MACRON PRESIDENT !
De l’audace, de la modernité, une créativité capable de se frotter au réel, de le bousculer et non d’être soumis à des recettes clés en main - Quoi attendre maintenant pour le Sénégal et l’Afrique de cette élection?
Avec 65,8 % des voix contre 34,2 % à Marine Le Pen, Emmanuel Macron est désormais à 39 ans, le 8e et plus jeune président de la République française. Les électrices et électeurs français ont ainsi mené à terme le mouvement de recomposition politique qu’ils avaient amorcé lors du premier tour de l’élection présidentielle avec la mise hors compétition des grands partis institutionnels, ceux de droite et de gauche, qui ont rythmé alternativement la vie politique de l’hexagone. Si une nouvelle page s’ouvre, ce serait toutefois aller vite en besogne que de conclure à la mort des Partis institutionnels, pour la simple raison que la cumulation des voix de gauche au premier tour (Mélenchon et Hamon) les classaient au premier rang.

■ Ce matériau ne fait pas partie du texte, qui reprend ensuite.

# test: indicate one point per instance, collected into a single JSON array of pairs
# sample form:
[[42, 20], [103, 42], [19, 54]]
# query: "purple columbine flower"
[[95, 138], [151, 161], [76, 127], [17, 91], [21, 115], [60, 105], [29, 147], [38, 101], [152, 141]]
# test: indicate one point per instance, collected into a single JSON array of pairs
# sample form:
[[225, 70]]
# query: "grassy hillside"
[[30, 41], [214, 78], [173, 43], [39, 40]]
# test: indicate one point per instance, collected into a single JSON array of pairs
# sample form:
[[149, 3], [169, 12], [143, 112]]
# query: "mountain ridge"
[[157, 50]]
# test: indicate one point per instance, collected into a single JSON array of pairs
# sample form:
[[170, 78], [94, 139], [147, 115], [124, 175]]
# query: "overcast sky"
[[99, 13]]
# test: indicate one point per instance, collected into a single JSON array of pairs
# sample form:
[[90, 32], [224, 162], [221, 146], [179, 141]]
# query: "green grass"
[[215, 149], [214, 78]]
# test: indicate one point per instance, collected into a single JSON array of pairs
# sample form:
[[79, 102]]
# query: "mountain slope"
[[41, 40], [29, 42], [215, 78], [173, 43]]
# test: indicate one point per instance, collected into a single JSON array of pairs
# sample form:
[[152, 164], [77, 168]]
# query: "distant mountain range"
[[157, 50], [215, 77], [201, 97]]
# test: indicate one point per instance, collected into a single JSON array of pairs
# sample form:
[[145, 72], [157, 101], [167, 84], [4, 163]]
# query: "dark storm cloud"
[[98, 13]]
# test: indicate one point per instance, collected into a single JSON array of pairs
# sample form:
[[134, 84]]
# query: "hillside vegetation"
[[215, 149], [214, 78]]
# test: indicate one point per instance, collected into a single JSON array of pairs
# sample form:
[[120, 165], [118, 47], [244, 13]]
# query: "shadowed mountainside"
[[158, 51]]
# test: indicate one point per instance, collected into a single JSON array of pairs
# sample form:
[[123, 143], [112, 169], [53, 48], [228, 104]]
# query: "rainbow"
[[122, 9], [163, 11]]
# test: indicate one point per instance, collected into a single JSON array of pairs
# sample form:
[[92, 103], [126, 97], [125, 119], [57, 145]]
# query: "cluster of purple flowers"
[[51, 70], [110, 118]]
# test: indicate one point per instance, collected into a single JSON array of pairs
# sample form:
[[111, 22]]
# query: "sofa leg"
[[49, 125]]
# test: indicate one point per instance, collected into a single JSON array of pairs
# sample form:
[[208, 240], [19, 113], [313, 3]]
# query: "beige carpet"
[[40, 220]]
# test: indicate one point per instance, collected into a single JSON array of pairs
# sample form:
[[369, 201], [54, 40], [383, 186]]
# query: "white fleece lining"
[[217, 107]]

Sans compter que Fillon qui avait un grand boulevard devant lui n’a pas eu la lucidité, voire l’humilité, de domestiquer son ego et de passer la main alors que ça commençait à sentir le roussi autour des affaires d’emplois fictifs dans lesquelles, lui et sa famille, étaient impliqués. Il s’y ajoute aussi que même défaite, le taux obtenu par Marine Le Pen pose problème quand à la posture morale de la Patrie des droits de l’Homme, même si elle vient en troisième position après l’abstention et le vote blanc. Il y a là trois équations qui ne sont pas faites pour fêter on ne sait quelle victoire.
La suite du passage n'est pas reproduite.